On Rape Culture, de Laia Abril, à la galerie Les Filles du Calvaire, à Paris. À partir du 25 janvier.
![Laia Abril : portrait clinique de la misogynie 2 HS11 laia abril 2](https://www.causette.fr/wp-content/uploads/2020/02/HS11-laia-abril-2-1024x684.jpg)
![Laia Abril : portrait clinique de la misogynie 3 HS11 laia abril 3](https://www.causette.fr/wp-content/uploads/2020/02/HS11-laia-abril-3-878x1024.jpg)

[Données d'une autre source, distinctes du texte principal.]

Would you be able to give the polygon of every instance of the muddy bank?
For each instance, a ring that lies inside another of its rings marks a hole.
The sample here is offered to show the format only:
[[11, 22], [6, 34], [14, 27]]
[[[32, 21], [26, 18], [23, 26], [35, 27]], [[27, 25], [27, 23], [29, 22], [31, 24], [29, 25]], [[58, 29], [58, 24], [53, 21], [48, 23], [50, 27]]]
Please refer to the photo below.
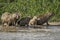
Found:
[[60, 22], [49, 22], [49, 26], [44, 25], [33, 25], [30, 27], [22, 26], [22, 27], [15, 27], [15, 26], [5, 26], [3, 27], [0, 25], [0, 32], [20, 32], [20, 31], [45, 31], [47, 30], [53, 30], [53, 29], [60, 29]]

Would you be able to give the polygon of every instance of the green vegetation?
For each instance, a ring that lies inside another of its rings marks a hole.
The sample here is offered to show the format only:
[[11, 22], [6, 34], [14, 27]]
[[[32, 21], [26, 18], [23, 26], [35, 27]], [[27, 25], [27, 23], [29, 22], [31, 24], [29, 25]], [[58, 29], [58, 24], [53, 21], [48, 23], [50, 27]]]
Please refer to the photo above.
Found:
[[50, 21], [60, 21], [60, 0], [0, 0], [0, 15], [5, 11], [20, 12], [23, 17], [53, 11]]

Mythes sur les menstruations : maladie de la vache folle
Le syndrome prémenstruel est aujourd’hui associé à des centaines de symptômes, dont le stress, l’anxiété, les troubles du sommeil, les maux de tête, les crampes abdominales, la sensibilité des seins, l’acné, les changements d’humeur et de libido. En Finlande, il est surnommé « maladie de la vache folle » et a parfois été considéré comme une forme de folie. En 2013, le trouble dysphorique prémenstruel – une forme grave et invalidante de ce syndrome – a été classé comme trouble mental par l’Association américaine de psychiatrie.

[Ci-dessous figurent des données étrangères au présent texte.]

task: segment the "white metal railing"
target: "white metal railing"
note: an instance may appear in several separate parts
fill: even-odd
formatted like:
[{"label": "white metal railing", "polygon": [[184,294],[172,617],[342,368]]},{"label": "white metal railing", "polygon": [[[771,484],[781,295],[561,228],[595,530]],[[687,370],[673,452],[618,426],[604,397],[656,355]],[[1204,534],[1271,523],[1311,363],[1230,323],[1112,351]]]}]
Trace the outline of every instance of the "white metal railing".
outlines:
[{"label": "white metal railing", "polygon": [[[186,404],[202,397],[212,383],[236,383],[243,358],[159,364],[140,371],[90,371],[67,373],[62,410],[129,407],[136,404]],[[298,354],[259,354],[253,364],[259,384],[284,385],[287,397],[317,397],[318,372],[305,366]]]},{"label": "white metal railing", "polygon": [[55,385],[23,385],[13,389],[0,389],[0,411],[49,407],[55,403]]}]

![Laia Abril : portrait clinique de la misogynie 4 HS11 laia abril 4](https://www.causette.fr/wp-content/uploads/2020/02/HS11-laia-abril-4-1024x683.jpg)
Féminicides
La série Feminicides se veut un monument à toutes les femmes éliminées parce qu’elles étaient des femmes. Environ 66 000 femmes et filles sont victimes de meurtres violents chaque année dans le monde. L’une des formes les plus courantes est le « féminicide intime », c’est-à-dire commis par un mari, un ex-mari, un petit ami ou un ex-petit ami. Il représente 35 % de ces crimes.
![Laia Abril : portrait clinique de la misogynie 5 HS11 laia abril 5](https://www.causette.fr/wp-content/uploads/2020/02/HS11-laia-abril-5-683x1024.jpg)

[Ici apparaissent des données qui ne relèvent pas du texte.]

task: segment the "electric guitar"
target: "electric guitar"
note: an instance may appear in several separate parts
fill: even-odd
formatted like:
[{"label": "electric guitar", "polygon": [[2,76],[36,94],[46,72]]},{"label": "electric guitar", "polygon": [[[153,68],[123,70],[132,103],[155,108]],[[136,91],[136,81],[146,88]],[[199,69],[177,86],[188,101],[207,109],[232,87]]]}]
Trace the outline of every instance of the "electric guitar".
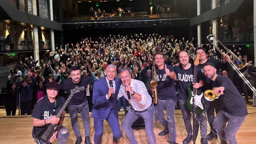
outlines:
[{"label": "electric guitar", "polygon": [[[65,108],[70,101],[71,98],[72,98],[74,94],[77,91],[78,88],[78,86],[76,86],[74,90],[72,91],[69,97],[68,98],[68,99],[66,101],[65,103],[56,115],[56,118],[59,118],[62,114],[63,111],[65,110]],[[38,142],[40,144],[40,141],[41,140],[47,143],[50,143],[50,139],[52,136],[53,133],[58,126],[59,125],[58,124],[47,124],[45,127],[37,135],[37,136],[35,137],[35,141]]]},{"label": "electric guitar", "polygon": [[[193,82],[194,83],[197,82],[197,65],[199,64],[200,56],[199,54],[197,55],[196,58],[195,60],[195,62],[194,62],[194,80]],[[186,100],[185,105],[188,110],[192,112],[193,110],[192,100],[193,99],[193,97],[194,97],[195,99],[195,104],[196,105],[195,113],[198,114],[200,114],[203,112],[204,109],[204,106],[203,104],[202,99],[203,93],[201,92],[201,95],[197,95],[197,89],[193,88],[193,90],[191,90],[191,87],[193,88],[193,87],[190,84],[188,84],[187,87],[187,90],[188,92],[188,97]]]}]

Sur le viol : Ala Kachuu (enlèvement d’épouse), Kirghizistan
Alina, 21 ans, Kirghizistan :
« J’ai vu mon mari pour la première fois le jour de mon mariage. Ses amis m’ont conduite à lui. J’ai cru que je n’arriverai pas à le supporter car j’étais furieuse contre lui. J’aimais un autre homme, et je rêvais de devenir sa femme. Au lieu de cela, j’ai été forcée d’épouser l’homme qui m’avait enlevée. Au début, quand je l’ai affronté, il a gardé le silence, puis il s’est excusé. Ma sœur aussi a été enlevée par le passé, mais elle s’est enfuie. La cérémonie religieuse, Nike, a été organisée très rapidement et immédiatement enregistrée officiellement pour que je ne puisse pas y échapper. Avant cela, j’étais une étudiante de 21 ans en quatrième année à l’université Arabaev. Je voulais être styliste. Pendant les vacances, j’avais rendu visite à ma famille car je ne voulais pas rester seule dans la résidence étudiante, craignant de subir le même sort que ma sœur ; j’ai donc voyagé le soir du Nouvel An. Je me souviens avoir cuisiné joyeusement la veille, puis je suis allée voir ma sœur et, sur le chemin du retour, j’ai été enlevée. Quand ma famille est arrivée chez le ravisseur, ma mère voulait me ramener, mais ma grand-mère m’a demandé de ne pas déshonorer ma famille. Ma sœur s’était déjà enfuie et les gens du village en avaient parlé pendant longtemps. J’ai commencé à pleurer, mais ma grand-mère m’a supplié d’y rester. C’est ce que j’ai fait. »
![Laia Abril : portrait clinique de la misogynie 6 HS11 laia abril 6](https://www.causette.fr/wp-content/uploads/2020/02/HS11-laia-abril-6-683x1024.jpg)
Sur l’avortement :
Procédure de l’aiguille à tricoter
Coupe transversale tridimensionnelle illustrant une tentative d’avortement à l’aiguille.
![Laia Abril : portrait clinique de la misogynie 7 HS11 laia abril 7](https://www.causette.fr/wp-content/uploads/2020/02/HS11-laia-abril-7-683x1024.jpg)
Kit d’instruments illégaux
Instruments médicaux détournés pour servir à des avortements illégaux.